Moderate selenium deficiency may increase risk of chronic disease
Conversely, selenium equivalent of daily Pharma Nord selenium tablets (1 tablet of Bio-Selenium+Zincor SelenoPrecise) could reduce the risk of serious, age-related diseases, according to the known researcher Bruce Ames’ so called triage theory.
Researchers Joyce McCann and Bruce Ames from Children's Hospital Oakland Research Institute have analyzed data from hundreds of scientific articles. They conclude that selenium-dependent proteins are much more resistant to selenium deficiency than non-essential selenoproteins. Consequently selenium tablets could be the answer to helping these proteins.
The triage theory
The new study supports Dr. Ames triage theory first proposed in 2006 in the journal PNAS. It explains that age-related diseases like heart disease could be unintended consequences of mechanisms developed throughout human evolutionary history to protect us from periodic vitamin and mineral deficiencies. Triage - from French: Trier, means to sort, separate, or select was developed during the Napoleonic wars. There was a need for a system to give priority treatment to the wounded based on their chances of survival. This could quickly identify the soldiers who can soon return to battle. Dr. Ames' theory is similar to this principle, which proposes that moderate deficiency of any vitamin or mineral could increase age-related diseases. Vitamin and mineral-dependent proteins required for short-term survival and/or for reproduction are categorized "essential" and are predicted to be protected on vitamin and mineral deficiency over other "non-essential" vitamin and mineral-dependent proteins needed only for long-term health. The result of this priority, that the body makes is accumulation of insidious damage, increasing the risk for disease over time. The researchers have previously successfully tested the theory on vitamin-K.
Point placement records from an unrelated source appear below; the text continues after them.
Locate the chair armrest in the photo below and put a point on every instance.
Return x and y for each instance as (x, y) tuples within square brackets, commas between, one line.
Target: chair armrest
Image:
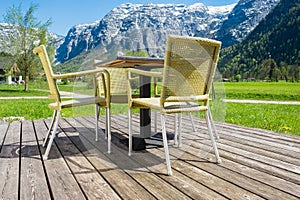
[(75, 74), (145, 73)]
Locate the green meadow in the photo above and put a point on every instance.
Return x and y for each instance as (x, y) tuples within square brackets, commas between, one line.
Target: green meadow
[(275, 117)]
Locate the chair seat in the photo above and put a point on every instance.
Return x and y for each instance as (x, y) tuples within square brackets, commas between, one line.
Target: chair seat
[(169, 107), (79, 102)]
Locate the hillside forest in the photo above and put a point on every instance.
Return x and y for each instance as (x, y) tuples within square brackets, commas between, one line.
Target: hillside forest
[(270, 52)]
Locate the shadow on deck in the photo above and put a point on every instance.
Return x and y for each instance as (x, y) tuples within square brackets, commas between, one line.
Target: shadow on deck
[(257, 164)]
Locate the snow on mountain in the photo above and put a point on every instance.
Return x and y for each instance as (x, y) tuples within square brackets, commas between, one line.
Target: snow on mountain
[(145, 26), (243, 18), (148, 23)]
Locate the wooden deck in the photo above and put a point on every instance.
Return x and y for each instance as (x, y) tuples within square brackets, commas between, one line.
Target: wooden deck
[(257, 164)]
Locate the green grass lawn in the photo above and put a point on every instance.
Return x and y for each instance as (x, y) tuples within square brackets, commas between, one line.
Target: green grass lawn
[(279, 118), (285, 91)]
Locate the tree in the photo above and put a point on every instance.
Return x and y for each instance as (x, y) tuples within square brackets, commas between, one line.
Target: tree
[(28, 33)]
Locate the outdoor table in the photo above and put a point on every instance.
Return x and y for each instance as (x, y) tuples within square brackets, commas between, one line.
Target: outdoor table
[(144, 63)]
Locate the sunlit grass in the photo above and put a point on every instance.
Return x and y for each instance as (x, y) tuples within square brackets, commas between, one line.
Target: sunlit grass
[(263, 90), (279, 118)]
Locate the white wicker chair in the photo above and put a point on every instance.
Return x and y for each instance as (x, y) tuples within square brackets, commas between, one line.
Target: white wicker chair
[(189, 68), (99, 75)]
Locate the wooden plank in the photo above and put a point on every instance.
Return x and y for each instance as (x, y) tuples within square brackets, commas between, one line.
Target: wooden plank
[(62, 183), (96, 153), (91, 182), (215, 183), (178, 180), (250, 182), (33, 184), (3, 130), (159, 188), (262, 152), (9, 167), (262, 133)]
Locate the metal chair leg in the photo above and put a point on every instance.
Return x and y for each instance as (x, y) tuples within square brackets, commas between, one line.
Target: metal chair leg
[(97, 120), (213, 125), (212, 138), (176, 129), (165, 141), (108, 131), (130, 131), (45, 157), (50, 128), (193, 123), (179, 129)]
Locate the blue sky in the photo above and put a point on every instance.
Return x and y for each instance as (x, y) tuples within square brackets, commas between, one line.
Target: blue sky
[(67, 13)]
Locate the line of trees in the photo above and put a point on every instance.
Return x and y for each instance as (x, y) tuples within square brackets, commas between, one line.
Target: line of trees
[(27, 33), (268, 70)]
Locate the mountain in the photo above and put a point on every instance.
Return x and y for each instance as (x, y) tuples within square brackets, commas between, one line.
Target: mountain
[(277, 38), (7, 29), (148, 24), (243, 19)]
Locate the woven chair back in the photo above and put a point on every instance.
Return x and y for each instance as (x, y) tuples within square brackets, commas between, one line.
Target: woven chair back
[(54, 91), (190, 64)]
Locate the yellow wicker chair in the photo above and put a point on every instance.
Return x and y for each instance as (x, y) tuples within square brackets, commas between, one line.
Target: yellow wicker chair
[(100, 75), (189, 67)]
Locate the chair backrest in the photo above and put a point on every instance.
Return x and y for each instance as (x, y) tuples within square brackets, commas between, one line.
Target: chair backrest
[(189, 68), (118, 84), (43, 55)]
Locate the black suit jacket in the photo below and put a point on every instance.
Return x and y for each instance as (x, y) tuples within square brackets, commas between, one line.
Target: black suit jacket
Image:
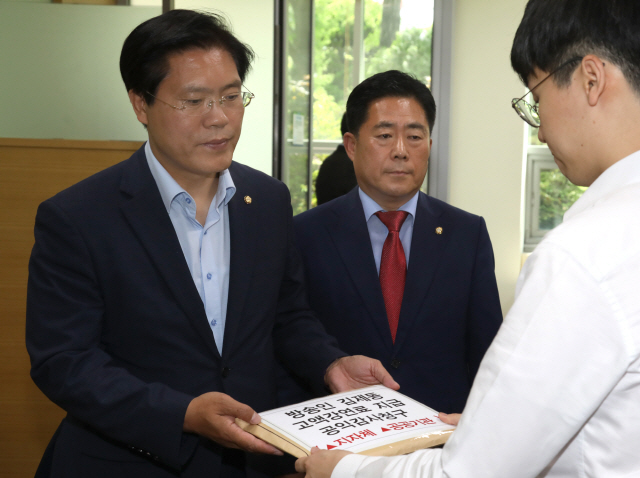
[(118, 335), (450, 309)]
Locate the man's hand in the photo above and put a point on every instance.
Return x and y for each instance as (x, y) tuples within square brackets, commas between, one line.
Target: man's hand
[(357, 371), (212, 415), (450, 418), (320, 463)]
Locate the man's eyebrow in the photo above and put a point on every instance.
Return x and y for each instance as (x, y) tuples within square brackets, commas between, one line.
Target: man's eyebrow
[(389, 124), (419, 126), (384, 124), (204, 89)]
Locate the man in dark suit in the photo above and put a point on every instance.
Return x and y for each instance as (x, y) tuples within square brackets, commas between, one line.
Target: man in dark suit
[(164, 286), (336, 176), (431, 323)]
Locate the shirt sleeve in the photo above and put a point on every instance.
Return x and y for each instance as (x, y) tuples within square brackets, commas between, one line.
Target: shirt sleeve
[(555, 359)]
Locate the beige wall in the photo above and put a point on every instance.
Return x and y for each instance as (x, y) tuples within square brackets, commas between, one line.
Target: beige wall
[(60, 79), (486, 165), (60, 75)]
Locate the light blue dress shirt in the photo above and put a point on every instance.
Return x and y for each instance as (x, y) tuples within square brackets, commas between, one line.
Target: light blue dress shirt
[(378, 231), (206, 248)]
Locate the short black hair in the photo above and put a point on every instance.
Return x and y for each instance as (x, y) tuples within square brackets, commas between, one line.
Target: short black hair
[(388, 84), (144, 60), (554, 31), (344, 126)]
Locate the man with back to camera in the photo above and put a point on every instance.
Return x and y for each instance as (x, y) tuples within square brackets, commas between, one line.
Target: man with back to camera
[(164, 286), (558, 391), (431, 325), (335, 176)]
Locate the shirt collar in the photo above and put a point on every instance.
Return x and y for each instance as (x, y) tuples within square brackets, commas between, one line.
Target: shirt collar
[(624, 172), (371, 207), (169, 188)]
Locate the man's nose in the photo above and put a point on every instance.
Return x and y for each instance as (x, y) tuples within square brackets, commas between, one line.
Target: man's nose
[(400, 148), (216, 116)]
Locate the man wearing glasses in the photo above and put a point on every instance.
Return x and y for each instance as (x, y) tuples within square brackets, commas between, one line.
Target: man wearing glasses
[(558, 391), (164, 286)]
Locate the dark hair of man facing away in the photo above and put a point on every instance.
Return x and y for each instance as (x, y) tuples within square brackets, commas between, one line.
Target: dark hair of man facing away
[(555, 31), (389, 84), (144, 61)]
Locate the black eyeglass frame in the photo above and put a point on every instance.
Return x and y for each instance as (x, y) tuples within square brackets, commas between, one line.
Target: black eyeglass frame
[(528, 112)]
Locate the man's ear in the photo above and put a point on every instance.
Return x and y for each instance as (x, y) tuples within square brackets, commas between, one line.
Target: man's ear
[(349, 141), (594, 78), (139, 106)]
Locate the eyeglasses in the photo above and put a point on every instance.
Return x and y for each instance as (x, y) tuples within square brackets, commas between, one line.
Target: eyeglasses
[(201, 106), (528, 112)]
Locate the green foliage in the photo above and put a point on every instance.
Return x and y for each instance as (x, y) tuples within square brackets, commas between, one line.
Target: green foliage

A good example supporting Dr. Ames' triage theory is that we release calcium from the bone to the blood as a short-term survival response. This is done to neutralize the excess acid in the blood resulting from a high protein intake. This "short term" emergency measurement which the body makes, often has a long term consequence in the development of osteoporosis. The triage theory is a way of measuring the insidious damage going on over time. As a result it is my attempt to provide a solid nutritional foundation, Dr. Ames explains. In this new study McCann and Ames analyzed the activity and concentration of half the 25 known selenoproteins in mammals. They ranked five as essential and seven as nonessential. It was discovered that activity and level of the nonessential selenoproteins were lost when the organism suffered moderate selenium deficiency. In conclusion this result strongly supports Dr. Ames theory that among all selenoproteins, the malfunction of the nonessential selenoproteins are probably a major cause of the increase in risk of disease.
Reproduction is at the top of the list
One of the functions that the human body regards as top-priority is the ability to reproduce. As a result of this it “earmarks” that we require selenium to undertake this task, pushing other selenium-dependent functions in the background. Therefore the downgraded functions include defense mechanisms that protect against insidious diseases. Furthermore, nature puts our ability to reproduce at the top of the list and finds it less important that we are able to live longer.
Implications for RDA
The researchers consider that the current RDA of 55 µg selenium per day. This is equivalent to about 100 µg per liter of plasma selenium. Consequently this is based on the maximum activity in the blood selenium enzyme glutathione peroxidase (GPX). It may be insufficient because a vital selenium dependent protein called Sepp1 has proved to be more sensitive to selenium deficiency than GPX. They suggest that the RDA for selenium should increase to 75 µg a day. This is compared to the EU's upper tolerable limit is at 300 µg per day. References nutraingredients-usa.comMcCann JC, Ames BN. Adaptive dysfunction of selenoproteins from the perspective of the triage theory: why modest selenium deficiency may increase risk of diseases of aging. FASEB Journal 2011. E-Pub ahead of print.